Insights and error recovery¶

# The agent can also compute insights / stats via tools (registered in get_toolkit())
# If a generated SQL has an error, the agent refines and retries using observations.
for x in agent.run("Average order value per month for 2024; format as a small table."):
    print(x, end="")

🔀 ToolsRouterAgent — let the LLM choose the tool¶

Use this when you want a light router that picks a single tool and runs it (no multi‑step planning).
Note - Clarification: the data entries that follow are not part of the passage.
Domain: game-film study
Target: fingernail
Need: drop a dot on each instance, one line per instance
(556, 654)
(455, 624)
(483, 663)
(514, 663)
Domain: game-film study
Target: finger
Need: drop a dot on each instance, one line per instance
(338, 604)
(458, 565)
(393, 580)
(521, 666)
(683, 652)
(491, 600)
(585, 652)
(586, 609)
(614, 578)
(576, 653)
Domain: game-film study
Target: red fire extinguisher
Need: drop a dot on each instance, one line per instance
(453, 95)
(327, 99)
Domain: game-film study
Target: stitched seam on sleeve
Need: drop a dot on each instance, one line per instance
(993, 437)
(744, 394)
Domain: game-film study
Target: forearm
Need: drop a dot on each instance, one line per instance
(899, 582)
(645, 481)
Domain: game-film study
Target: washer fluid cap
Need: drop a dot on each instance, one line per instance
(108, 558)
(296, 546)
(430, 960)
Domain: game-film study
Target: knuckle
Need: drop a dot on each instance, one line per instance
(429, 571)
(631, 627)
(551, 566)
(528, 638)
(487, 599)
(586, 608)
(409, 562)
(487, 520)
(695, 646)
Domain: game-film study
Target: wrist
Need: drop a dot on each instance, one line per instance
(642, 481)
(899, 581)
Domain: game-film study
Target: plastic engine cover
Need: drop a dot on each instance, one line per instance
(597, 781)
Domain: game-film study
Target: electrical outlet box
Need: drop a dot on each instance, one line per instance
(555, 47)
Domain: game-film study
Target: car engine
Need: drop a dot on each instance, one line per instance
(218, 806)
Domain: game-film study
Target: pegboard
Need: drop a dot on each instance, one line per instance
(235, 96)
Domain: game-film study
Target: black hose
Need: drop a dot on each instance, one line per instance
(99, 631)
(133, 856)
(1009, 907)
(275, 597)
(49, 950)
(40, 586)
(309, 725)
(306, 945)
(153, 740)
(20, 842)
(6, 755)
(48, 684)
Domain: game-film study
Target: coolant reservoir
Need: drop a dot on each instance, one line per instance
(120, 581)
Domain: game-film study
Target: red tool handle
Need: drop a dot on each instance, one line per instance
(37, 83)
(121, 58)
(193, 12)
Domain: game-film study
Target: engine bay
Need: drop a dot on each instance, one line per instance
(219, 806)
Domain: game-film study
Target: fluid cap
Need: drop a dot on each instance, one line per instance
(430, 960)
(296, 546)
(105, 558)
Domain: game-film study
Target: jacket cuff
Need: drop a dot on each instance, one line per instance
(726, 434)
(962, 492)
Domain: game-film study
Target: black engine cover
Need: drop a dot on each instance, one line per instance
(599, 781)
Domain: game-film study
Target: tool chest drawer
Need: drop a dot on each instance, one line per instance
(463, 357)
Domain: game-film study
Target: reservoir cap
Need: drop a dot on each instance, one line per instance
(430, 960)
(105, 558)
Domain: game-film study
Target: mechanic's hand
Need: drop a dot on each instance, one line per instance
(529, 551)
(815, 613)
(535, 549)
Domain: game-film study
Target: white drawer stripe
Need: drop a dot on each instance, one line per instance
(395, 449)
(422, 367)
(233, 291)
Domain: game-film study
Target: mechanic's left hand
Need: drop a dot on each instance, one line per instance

from neurosurfer.agents.tools_router import ToolsRouterAgent, ToolsRouterConfig, RouterRetryPolicy
from neurosurfer.tools import Toolkit
from neurosurfer.tools.common import CalculatorTool
from neurosurfer.models.chat_models.openai import OpenAIModel

llm = OpenAIModel(model_name="gpt-4o-mini")

tk = Toolkit()
tk.register_tool(CalculatorTool())          # add your tools
# tk.register_tool(WeatherTool())
# tk.register_tool(WebSearchTool())

router = ToolsRouterAgent(
    toolkit=tk,
    llm=llm,
    verbose=True,
    config=ToolsRouterConfig(
        allow_input_pruning=True,
        repair_with_llm=True,
        return_stream_by_default=True,
        retry=RouterRetryPolicy(max_route_retries=2, max_tool_retries=1, backoff_sec=0.7),
    ),
)

# Streaming
for chunk in router.run("Compute 3.5% of 12000 and explain briefly.", stream=True):
    print(chunk, end="")

# Non-stream
text = router.run("Quickly add 17 + 29", stream=False)
print("\nRESULT:", text)

Tips¶

Keep tools small and deterministic. The ReAct loop improves when each tool has clear inputs/outputs.
Use streaming for UX. All agents integrate nicely with token/line streaming UIs.
Pass runtime context (e.g., db_engine, vectorstore, embedder) through the agent/tool call as shown.
Budget tokens. With RAGAgent, always use res.max_new_tokens to avoid overruns.
Cache SQL schema summaries. SQLAgent.train(...) will speed up later queries.
Router retries. Tune RouterRetryPolicy for your latency/error profile; set strict mode by turning off allow_input_pruning.